De groep Nederlandstalige laaggeletterden is zeer divers. De redenen waarom
laaggeletterden niet actief aan de verbetering van hun taalvaardigheid werken, lopen dan
ook uiteen. De volgende aspecten die te maken hebben met de huidige situatie van de
Nederlandstalige laaggeletterde, spelen daarin een rol:
- Laaggeletterden zien zichzelf niet als laaggeletterd (bijvoorbeeld omdat hun lage
taalvaardigheid voldoende is voor het uitvoeren van hun huidige functie).

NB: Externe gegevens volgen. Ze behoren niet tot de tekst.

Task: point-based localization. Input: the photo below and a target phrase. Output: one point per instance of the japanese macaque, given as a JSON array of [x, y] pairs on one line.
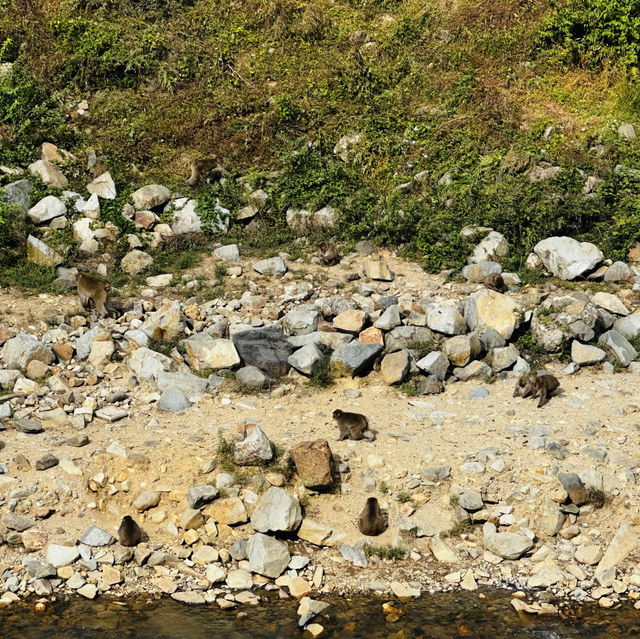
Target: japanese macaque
[[329, 255], [372, 521], [495, 282], [129, 533], [92, 289], [209, 168], [534, 385], [546, 386], [352, 425]]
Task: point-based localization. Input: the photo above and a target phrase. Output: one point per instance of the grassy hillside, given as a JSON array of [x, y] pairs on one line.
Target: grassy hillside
[[474, 93]]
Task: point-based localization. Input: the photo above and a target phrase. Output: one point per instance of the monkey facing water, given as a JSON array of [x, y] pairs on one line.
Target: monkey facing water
[[534, 385], [329, 255], [495, 282], [372, 520], [129, 533], [93, 289], [352, 425], [209, 167]]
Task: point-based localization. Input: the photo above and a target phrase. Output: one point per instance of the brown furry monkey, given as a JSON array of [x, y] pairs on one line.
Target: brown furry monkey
[[495, 282], [352, 425], [546, 386], [209, 167], [329, 255], [372, 520], [93, 289], [129, 533]]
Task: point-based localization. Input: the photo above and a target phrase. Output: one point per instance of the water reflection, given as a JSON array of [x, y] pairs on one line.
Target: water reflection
[[442, 616]]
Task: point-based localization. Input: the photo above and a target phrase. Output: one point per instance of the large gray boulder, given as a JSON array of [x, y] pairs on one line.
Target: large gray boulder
[[277, 511], [355, 358], [267, 556], [22, 349], [567, 258], [266, 348], [617, 345]]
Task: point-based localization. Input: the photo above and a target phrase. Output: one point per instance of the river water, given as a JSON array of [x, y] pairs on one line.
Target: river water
[[440, 616]]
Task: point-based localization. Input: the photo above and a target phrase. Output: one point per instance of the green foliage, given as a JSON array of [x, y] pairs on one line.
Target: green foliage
[[392, 553], [595, 31]]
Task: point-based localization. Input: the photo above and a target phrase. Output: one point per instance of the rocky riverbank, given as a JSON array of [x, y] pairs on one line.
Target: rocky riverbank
[[239, 484]]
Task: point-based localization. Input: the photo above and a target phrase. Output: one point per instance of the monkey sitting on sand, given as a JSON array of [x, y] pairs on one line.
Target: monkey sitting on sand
[[534, 385], [92, 289], [329, 255], [352, 425], [129, 533], [495, 282], [372, 520], [209, 167]]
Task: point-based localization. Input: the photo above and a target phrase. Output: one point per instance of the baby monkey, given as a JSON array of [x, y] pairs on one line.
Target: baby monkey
[[372, 520], [329, 255], [495, 282], [93, 289], [352, 425], [129, 533], [534, 385]]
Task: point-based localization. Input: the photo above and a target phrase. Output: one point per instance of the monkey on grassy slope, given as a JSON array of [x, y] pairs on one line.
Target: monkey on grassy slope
[[92, 289], [352, 425], [372, 520]]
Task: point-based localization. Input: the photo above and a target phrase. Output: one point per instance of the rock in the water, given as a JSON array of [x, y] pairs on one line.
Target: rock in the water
[[314, 463], [567, 258], [267, 556], [253, 447], [277, 511]]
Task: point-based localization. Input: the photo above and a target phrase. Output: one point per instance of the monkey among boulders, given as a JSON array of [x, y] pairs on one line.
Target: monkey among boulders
[[495, 282], [329, 254], [352, 425], [129, 533], [372, 520], [93, 289], [544, 385], [210, 168]]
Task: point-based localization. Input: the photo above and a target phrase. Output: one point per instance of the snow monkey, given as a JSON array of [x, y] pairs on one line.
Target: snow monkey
[[93, 289], [372, 521], [129, 533], [352, 425]]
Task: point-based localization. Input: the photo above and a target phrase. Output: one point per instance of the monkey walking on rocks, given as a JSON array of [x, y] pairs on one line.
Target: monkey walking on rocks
[[495, 282], [352, 425], [372, 520], [210, 167], [329, 254], [534, 385], [129, 533], [92, 289]]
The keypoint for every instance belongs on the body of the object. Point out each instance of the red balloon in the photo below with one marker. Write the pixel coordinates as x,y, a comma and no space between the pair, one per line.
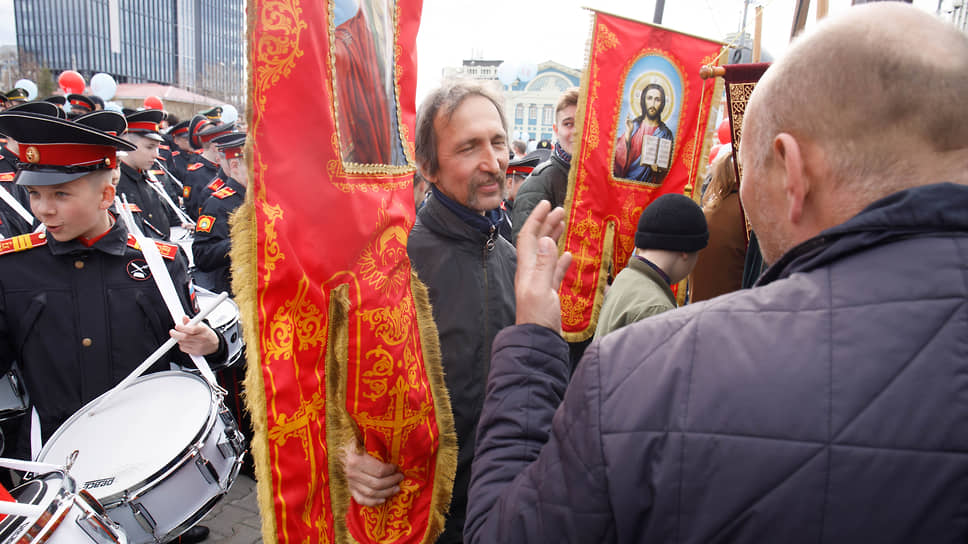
71,82
723,132
713,151
154,103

- Laaggeletterden zien het verbeteren van taalvaardigheid niet als directe oplossing
voor eventuele problemen waar zij mee te maken hebben (bijv.
gezondheidsklachten).
Aanpak laaggeletterdheid binnen het sociaal domein 14
- Laaggeletterden ervaren geen directe prikkel of probleem om iets te doen aan hun
taalvaardigheid (en/of andere basisvaardigheden) (Steehouder & Tijssen, 2011;
Taal als middel, 2016; Buisman & Houtkoop, 2014).
Daarnaast zijn er redenen die te maken hebben met de achtergrondkenmerken van de
laaggeletterden:
- Laaggeletterden hebben een beperking (bijvoorbeeld een lichte verstandelijke
beperking) die hun taalvaardigheid beïnvloedt, waardoor een taalcursus niet de
meest voor de hand liggende oplossing is.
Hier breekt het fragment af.